East African governments have agreed to send 6,800 peacekeeping troops to Somalia from Uganda and Sudan, rather than from bordering countries.
The peacekeeper debate led to a scuffle in parliament
The Ugandan foreign minister said the decision was made out of respect for the sensitivities of the Somalis.
Somali warlords have said they will attack troops from neighbouring states - especially from rival Ethiopia - if they form part of a peacekeeping force.
Somalia's president was willing to accept troops from neighbouring states.

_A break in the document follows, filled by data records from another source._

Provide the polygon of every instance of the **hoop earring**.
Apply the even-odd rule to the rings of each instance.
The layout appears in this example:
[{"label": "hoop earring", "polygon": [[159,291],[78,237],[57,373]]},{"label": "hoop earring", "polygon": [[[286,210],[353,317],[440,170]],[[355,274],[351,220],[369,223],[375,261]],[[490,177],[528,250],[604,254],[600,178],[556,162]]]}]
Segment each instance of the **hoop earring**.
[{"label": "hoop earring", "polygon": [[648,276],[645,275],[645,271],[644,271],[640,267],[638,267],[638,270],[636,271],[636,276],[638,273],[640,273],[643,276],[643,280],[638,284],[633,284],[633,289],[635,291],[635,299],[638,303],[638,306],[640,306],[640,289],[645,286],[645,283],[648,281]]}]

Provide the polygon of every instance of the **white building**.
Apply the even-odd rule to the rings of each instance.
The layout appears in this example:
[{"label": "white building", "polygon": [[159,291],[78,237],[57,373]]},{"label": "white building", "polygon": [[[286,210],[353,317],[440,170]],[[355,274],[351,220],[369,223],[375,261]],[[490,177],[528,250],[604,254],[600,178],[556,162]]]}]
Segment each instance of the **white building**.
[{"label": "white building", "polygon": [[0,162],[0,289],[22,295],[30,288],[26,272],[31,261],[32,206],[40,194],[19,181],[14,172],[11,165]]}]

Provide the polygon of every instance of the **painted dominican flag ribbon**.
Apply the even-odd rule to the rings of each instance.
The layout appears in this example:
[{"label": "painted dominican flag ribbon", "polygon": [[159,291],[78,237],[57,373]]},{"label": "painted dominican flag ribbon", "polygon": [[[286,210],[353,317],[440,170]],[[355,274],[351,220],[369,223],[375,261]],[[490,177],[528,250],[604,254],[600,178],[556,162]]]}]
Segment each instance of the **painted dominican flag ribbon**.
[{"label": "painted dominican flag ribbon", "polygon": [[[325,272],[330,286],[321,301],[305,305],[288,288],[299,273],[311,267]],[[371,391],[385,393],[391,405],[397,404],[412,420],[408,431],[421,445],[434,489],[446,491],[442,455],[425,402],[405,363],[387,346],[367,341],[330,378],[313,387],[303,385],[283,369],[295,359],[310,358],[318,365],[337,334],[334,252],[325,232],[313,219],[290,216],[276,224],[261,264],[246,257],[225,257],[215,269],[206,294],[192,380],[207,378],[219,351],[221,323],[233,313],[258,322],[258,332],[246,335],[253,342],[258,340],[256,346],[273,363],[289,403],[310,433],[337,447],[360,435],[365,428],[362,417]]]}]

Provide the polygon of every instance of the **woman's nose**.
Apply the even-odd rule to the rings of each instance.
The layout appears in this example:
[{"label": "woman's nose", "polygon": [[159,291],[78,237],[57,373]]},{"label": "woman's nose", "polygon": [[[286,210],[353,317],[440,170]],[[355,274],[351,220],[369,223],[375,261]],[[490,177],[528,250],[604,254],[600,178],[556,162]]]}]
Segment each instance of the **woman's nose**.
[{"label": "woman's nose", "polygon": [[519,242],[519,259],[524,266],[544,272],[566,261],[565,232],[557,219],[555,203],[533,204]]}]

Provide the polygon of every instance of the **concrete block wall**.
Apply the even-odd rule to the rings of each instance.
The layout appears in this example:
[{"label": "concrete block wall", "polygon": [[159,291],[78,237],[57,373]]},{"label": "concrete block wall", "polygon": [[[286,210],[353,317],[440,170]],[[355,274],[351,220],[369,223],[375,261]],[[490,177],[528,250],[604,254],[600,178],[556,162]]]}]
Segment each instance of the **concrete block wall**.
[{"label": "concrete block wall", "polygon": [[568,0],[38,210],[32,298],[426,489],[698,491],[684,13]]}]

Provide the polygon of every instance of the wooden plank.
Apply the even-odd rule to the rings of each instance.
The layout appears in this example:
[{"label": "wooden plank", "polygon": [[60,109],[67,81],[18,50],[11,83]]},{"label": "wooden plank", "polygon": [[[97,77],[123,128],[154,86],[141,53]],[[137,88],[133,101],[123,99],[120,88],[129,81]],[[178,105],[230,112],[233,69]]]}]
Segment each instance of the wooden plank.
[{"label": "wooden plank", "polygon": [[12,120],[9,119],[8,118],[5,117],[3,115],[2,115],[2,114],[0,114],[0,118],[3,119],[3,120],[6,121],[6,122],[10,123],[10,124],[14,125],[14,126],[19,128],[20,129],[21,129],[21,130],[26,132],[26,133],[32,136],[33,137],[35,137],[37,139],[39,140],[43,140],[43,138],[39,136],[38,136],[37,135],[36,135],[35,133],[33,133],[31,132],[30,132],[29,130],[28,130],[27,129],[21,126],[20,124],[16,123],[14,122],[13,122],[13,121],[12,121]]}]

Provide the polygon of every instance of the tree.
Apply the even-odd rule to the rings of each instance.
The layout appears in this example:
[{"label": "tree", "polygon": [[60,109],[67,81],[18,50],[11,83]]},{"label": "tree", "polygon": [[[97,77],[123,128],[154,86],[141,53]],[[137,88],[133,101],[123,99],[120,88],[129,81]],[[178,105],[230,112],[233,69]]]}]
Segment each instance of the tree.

But a brawl broke out in the Somali parliament - sitting in the Kenyan capital Nairobi - after legislators voted against President Abdullahi Yusuf Ahmed's call to deploy peacekeepers from Kenya, Ethiopia and Djibouti.
Somalia's government and parliament are currently based in Kenya because the Somali capital, Mogadishu, is considered too dangerous.
The president wanted troops to help with the relocation of the administration from Kenya.
Prime Minister Mohammed Ali Ghedi said the parliamentary vote was flawed and should be held again.
Members of the East African regional body, Igad - who have been holding talks to try to end the row - said Kenya, Djibouti and Ethiopia would only help with logistics and training.
Igad also said Sudanese and Ugandan troops would be followed by troops from the African Union, but did not give dates for the deployments.